The use of generators is an intermediate programming topic that comes up again and again in biological codebases. In short, a generator lets you store some code to run later. In biological codebases, generators are excellent for times when you would like to go through all the elements in some collection and operate on all of them, and then collect the result of all the operations into another list.

What’s a generator?

In Python, a generator is similar to an iterable in that it is a collection you can iterate over. However, generators are lazy, meaning that they only bother to know the values of the items they contain when asked for the value (not when they’re constructed).

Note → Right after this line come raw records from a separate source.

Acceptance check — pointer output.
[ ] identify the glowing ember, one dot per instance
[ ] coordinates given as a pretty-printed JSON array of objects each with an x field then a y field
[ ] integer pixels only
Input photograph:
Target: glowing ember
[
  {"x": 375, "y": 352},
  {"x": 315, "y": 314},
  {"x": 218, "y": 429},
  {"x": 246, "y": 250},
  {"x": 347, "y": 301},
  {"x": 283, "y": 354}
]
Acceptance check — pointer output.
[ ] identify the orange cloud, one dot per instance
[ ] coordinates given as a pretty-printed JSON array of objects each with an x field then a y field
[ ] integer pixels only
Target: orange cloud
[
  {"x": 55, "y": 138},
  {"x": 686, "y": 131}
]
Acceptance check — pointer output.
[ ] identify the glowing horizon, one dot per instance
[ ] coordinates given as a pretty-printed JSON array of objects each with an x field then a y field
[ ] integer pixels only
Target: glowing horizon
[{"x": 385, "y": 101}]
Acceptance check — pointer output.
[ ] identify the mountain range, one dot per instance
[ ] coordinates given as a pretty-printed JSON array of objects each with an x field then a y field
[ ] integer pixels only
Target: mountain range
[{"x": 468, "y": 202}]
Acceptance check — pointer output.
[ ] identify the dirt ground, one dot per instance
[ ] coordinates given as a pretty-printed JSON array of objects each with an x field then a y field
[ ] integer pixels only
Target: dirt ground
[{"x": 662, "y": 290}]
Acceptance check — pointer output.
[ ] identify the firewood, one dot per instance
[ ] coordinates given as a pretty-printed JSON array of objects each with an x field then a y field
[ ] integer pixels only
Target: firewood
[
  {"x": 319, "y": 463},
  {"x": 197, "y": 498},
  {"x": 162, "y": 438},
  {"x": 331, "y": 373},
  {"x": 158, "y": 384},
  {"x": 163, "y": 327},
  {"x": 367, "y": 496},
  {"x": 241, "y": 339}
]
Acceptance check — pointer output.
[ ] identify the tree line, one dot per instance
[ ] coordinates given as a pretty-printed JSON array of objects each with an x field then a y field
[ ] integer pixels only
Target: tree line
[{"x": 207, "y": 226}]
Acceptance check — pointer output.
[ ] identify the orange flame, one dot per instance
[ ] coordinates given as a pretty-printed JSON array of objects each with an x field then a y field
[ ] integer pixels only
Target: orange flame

A generator many computational biologists have used is the range() function from the Python standard library.

>>> R = range(3)
>>> for r in R:
>>>   print(r)
0
1
2

A common use case for generators

Without generators, you create an empty list, iterate through the items in your collection, and then add the results to the list.

results = []
for item in items:
    my_result = item.transform()
    results.append(my_result)

Using a generator, you define a generator that yields individual results.

def results():
    for item in items:
        yield item.transform()

When you call the function, you get a Python generator that you can iterate over. The neat part: the generator items get evaluated lazily (as needed instead of all at once), so that if your transform method is some big ugly piece of scientific code, it gets evaluated only when you actually use the value of the result for something.

How generators work

Generators’ lazy evaluation can help make computational biology tasks more efficient. Let’s take a closer look at how they work. We have a collection called items that we wish to iterate over. On each item, we must evaluate a heavy transform function. However, we have clearly-defined convergence criteria such that we can terminate the processing of items in the list once we get enough information (perhaps we have found the one we are looking for).

To set up, we’ll make a dummy type to play with. (Note, this code is Python code containing the names of the types of all of the variables. In this case, the types say that transform returns a float and that T is a float.)

class Item:
    def transform(self) -> float:
        T: float = big_long_calculation()
        return T

items = [Item(n) for n in range(10000)]

First, let’s look at the case where we don’t use generators. Without using a generator, we have to evaluate the transform method, which calls big_long_calculation on every single item in the list.

results = []
for item in items:
    my_result = item.transform()
    # code is run and value is returned
    results.append(my_result)

results
# we have evaluated `transform` on every sample

def get_answers():
    answers = 0
    for result in results:
        answers += result
        if answers > 10:
            break
            # we may have only used the first few items,
            # and transformed thousands of items unnecessarily
    return answers

Using generators, we wait to run the transform method until we are sure we will need to. Our evaluation of each result is only done if we decide that result is needed, as is shown below.

def get_results():
    for item in items:
        yield item.transform()
        # this code is stored, not run

def get_answers():
    results = get_results()
    # create generator, but do not evaluate anything yet
    answers = 0
    for result in results:
        answers += result
        # transform method called here for this one item
        if answers > 10:
            break
            # we never transform another item
    return answers

In this case, if we only need to evaluate a few items in a very long list for our answers variable to be >10, then we can save a lot of computational time by using a generator. This lazy evaluation is more efficient than using a list in the case that the generator need not be exhausted, and the same as using a list when all items need to be evaluated, so you may in general prefer to use generators.